Bajirao Peshwa was continuously at war with Yeshwantrao Holkar and Daulatrao Sindia. Finally he concluded a treaty with the British for the safety of his Ministership, on 31st December 1802 at Bassein. Lord Wellesley attacked Ahmednagar city and captured it. Then he laid a siege to Ahmednagar fort on 9th of August 1803 and captured it on 12th of August 1803. General Wellesley then returned the fort of the Peshwa soon i.e in 1803. The Holkar also came to terms with the British. There was widespread disorder in the area due to famine and hundreds were looted, murdered and massacred by the Pindaris. There was a rebellion against the British rule by common people headed by Trimbakji Dengale of Sangamner. The British troops soon brought the circumstances under control. At last a treaty was concluded with Bajirao Peshwa at Pune by virtue of which the Ahmednagar Fort was handed over to the English.
When the British Government took possession of Ahmednagar much of it was almost ruined. Many former rich areas were depopulated because of famine and continuous fighting between the British soldiers and the freedom fighters. They continued to rise in arms taking resort to villages and the hills and mountains-mostly Parner, Jamgao and Akola areas. The Kolies and the Bhils harassed the British troops intermittently. Raghoji Bhangria headed this mutiny. At last he was caught at Pandharpur in 1847 and was immediately hanged.
During the Sepoy Mutiny, 1857 Ahmednagar was in considerable disturbance. The active freedom fighters were about 7000 Bhils under the leadership of Bhagoji Naik. They were active in the hilly tracks and especially in the Parner, Jamgao, Rahuri, Kopargaon and Nasik areas.

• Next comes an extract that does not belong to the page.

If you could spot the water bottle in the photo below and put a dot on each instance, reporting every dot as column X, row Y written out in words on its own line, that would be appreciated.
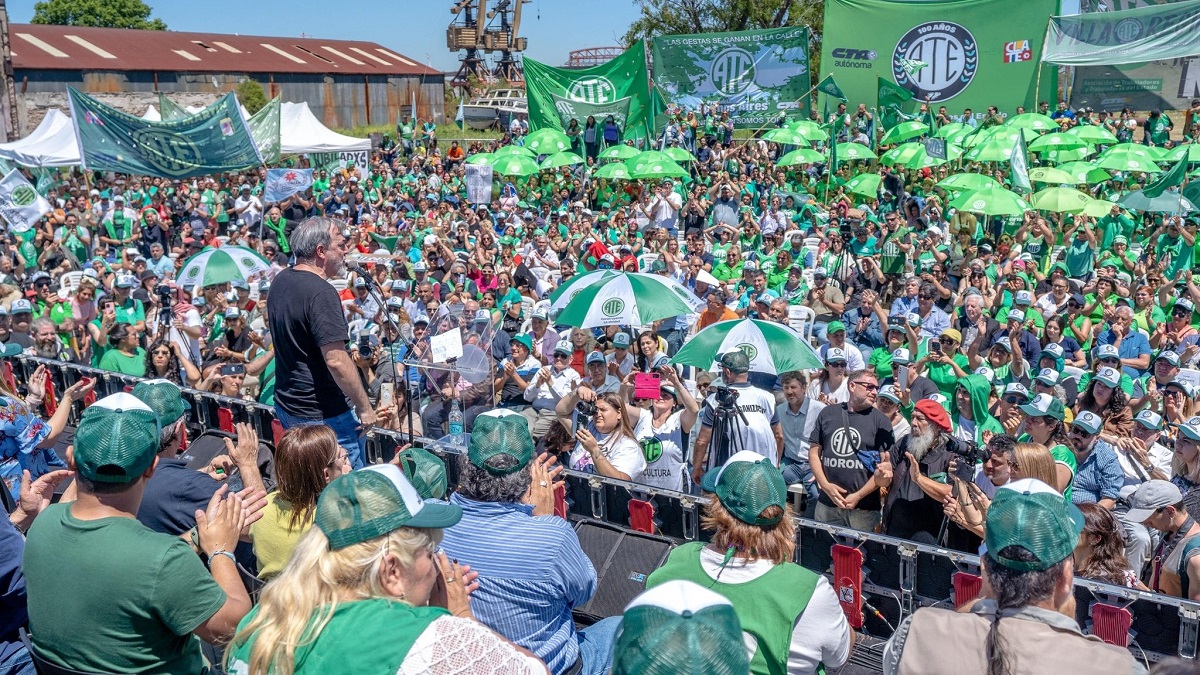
column 456, row 424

But at last all these attempts to rise against the British failed and the slavery came to stay.
During the freedom struggle in the 20th century, Bal Gangadhar Tilak organised political movement in the whole of India and was put behind bars by the British Government. But he passed away in 1920 and Mahatma Gandhi took up the leadership and carried on the responsibility of organizing Civil Disobedience Movement. Thousands offered Satyagraha and courted arrest. The famous leader of Ahmednagar, Raosaheb Patwardhan, was underground for many days. Achyutrao Patwardhan was never arrested by the British since he was carrying on the freedom struggle secretively. The veteran leader of Ahmednagar district, Senapti Pandurang Mahadeo Bapat was the most fearless and was one of the greatest disciples of Mahatma Gandhi. He carried on the Mulshi Satyagraha bravely and was arrested in 1937. He was kept behind the bars till India achieved her independence. India attained her freedom on 15th of August 1947 and with this Ahmednagar also achieved its independence. The flag salutation ceremony took place on the ramparts of the Ahmednagar Fort at 8 am on 15th August 1947.